Don’t know how many Phillies fans watched the Redskins-Seahawks game last Saturday. I didn’t but did see a video clip of Jamie Moyer riling up the fans before the game.
Moyer and his family live in Seattle, are huge Seahawks fans and season ticket holders. Someone in the family is always at a home game.
One of the traditions in Seattle is the 12th Man. On Saturday, Moyer was selected for that honor.
The Seahawks provided a suite for Moyer and his family; he did a radio talk show interview pre-game and then he and his family were taken to the field for a close-up view of the warm up session.
“It was awesome,” said the 45-year-old Moyer. “I felt very honored to have been chosen, especially since it was a playoff game. The Seahawks treated us wonderfully. It was just a great environment and completely positive.”
But, the part of the honor that was the attention-grabber: Moyer was the one to raise the 12th man flag…..from the south side roof of Qwest Field, yes a roof top level platform (and railing).
“The idea is to raise the flag and then get the fans pumped. Once I got up there, the adrenaline kicked in. I guess I got a little carried away when I stood on the railing. It seemed as if I was up there for an eternity. But, what a thrill.”

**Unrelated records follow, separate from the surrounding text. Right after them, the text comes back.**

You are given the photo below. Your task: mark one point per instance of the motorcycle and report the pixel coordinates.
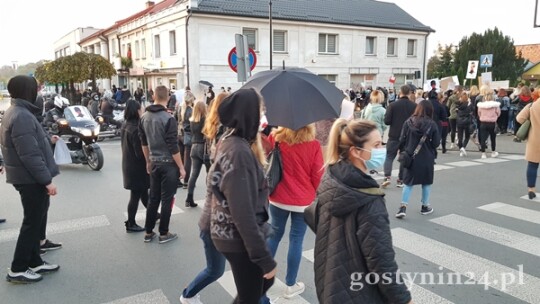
(108, 129)
(80, 132)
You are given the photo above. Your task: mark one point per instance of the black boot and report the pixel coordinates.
(190, 202)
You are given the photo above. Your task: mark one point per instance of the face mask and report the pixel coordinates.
(378, 156)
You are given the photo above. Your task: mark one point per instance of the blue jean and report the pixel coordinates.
(406, 194)
(215, 266)
(532, 171)
(296, 238)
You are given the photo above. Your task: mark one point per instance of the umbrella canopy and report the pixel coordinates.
(295, 97)
(206, 83)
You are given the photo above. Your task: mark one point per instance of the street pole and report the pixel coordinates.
(271, 33)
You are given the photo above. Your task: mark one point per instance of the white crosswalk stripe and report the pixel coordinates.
(479, 270)
(152, 297)
(519, 213)
(61, 227)
(496, 234)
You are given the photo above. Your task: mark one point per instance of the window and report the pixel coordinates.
(371, 45)
(251, 35)
(137, 49)
(172, 42)
(411, 47)
(157, 47)
(143, 48)
(280, 41)
(330, 78)
(328, 43)
(391, 47)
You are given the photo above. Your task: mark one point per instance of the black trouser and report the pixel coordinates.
(35, 201)
(163, 184)
(487, 129)
(248, 278)
(453, 129)
(463, 130)
(197, 161)
(185, 152)
(502, 121)
(133, 205)
(392, 147)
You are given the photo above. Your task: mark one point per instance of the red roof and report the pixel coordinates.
(147, 11)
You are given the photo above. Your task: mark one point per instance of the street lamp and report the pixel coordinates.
(271, 34)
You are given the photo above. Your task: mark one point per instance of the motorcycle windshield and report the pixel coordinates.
(77, 113)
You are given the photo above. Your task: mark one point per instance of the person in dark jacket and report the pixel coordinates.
(464, 120)
(239, 221)
(353, 239)
(423, 166)
(136, 179)
(396, 114)
(158, 133)
(30, 167)
(199, 149)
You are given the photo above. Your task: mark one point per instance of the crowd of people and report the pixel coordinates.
(165, 145)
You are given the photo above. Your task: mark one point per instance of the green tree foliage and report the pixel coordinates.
(451, 60)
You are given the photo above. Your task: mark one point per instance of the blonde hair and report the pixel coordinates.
(199, 111)
(211, 123)
(376, 97)
(474, 91)
(346, 134)
(292, 137)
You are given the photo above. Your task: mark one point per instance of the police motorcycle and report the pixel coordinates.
(80, 132)
(110, 124)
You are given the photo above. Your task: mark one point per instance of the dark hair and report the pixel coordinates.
(424, 109)
(132, 110)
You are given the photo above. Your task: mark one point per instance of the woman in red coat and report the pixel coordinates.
(302, 171)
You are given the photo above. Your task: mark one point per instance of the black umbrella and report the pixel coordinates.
(206, 83)
(295, 97)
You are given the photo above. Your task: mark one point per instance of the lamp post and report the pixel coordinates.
(271, 33)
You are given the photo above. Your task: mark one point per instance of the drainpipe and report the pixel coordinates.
(187, 44)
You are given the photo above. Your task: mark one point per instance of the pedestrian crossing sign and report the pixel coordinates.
(486, 61)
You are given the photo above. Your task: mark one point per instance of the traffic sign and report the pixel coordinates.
(486, 61)
(233, 60)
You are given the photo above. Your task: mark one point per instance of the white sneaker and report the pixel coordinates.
(194, 300)
(294, 290)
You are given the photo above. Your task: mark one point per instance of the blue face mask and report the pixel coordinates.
(378, 156)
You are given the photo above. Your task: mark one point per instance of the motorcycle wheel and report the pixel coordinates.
(94, 157)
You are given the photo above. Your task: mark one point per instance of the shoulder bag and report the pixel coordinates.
(405, 158)
(274, 171)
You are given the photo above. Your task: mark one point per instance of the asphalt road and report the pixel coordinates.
(482, 230)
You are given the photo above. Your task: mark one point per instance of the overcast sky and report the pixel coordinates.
(28, 30)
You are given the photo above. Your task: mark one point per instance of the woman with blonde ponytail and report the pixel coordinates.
(353, 229)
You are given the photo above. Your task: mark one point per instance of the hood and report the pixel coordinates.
(354, 182)
(241, 111)
(23, 87)
(155, 108)
(488, 104)
(419, 124)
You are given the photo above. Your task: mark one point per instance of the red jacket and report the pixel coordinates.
(302, 172)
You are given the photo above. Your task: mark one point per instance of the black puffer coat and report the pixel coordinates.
(353, 237)
(423, 166)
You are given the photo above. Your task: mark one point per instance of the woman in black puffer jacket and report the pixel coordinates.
(353, 237)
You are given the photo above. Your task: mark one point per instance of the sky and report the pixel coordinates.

Being a pitcher, Moyer should get the win since the Seahawks won. An encore has to be in the works. “No, it is a once-in-a–lifetime deal. Once and done. I’ll always remember it,” said Moyer with a great deal of enthusiasm. He sounded more like a 15-year-old.
It’s that time of the year when December’s holiday bells are being replaced by January bills. It’s also the time of the year when football games dwindle to a precious few. No more yellow penalty flags or red flag reviews!
It’s also the time of the year for the wheels of baseball to begin turning.
The Baseball Writers’ Association of America will release the results of its Hall of Fame voting for 2008 at 2 p.m. on Tuesday. Twenty-five former major leaguers are being considered for election.
Later this month, the Phillies will embark on their 39th consecutive Winter Tour which was originally known as a Press Caravan. We’ll have more details on this site early next week.
Starting January 23, the popular Phillies Phantasy Camp will take place in Clearwater. The camp is sold out with 140 participants. A total of 20 Alumni will be part of the program.
Baseball’s calendar this month also includes the arbitration process. Between the 5th and 15th, players may submit to arbitration. The Phillies have five players eligible for arbitration: Eric Bruntlett, Ryan Howard, Brad Lidge, Ryan Madson and Jayson Werth.
On January 18, Major League Baseball and the Player’s Association exchange arbitration filing figures. Arbitration hearings are scheduled between February 1 and 20. At a hearing, each side presents its case and an arbitrator eventually makes the final decision, one figure or another. The arbitrator cannot choose a middle ground.
During the entire process negotiations for a one-year contract or multi-year deal can continue between clubs and players. Settlement can take place up until the start of a hearing.
More important on the February baseball calendar than arbitration hearings is the fact that spring training starts!
The big date is February 7 when the equipment truck leaves Citizens Bank Park for Clearwater’s Bright House Networks Field. Pitchers and catchers work out for the first time seven days later on Valentine’s Day.
Instead of flowers or candy for your spouse, a trip to Clearwater would be more dynamic. Go for it!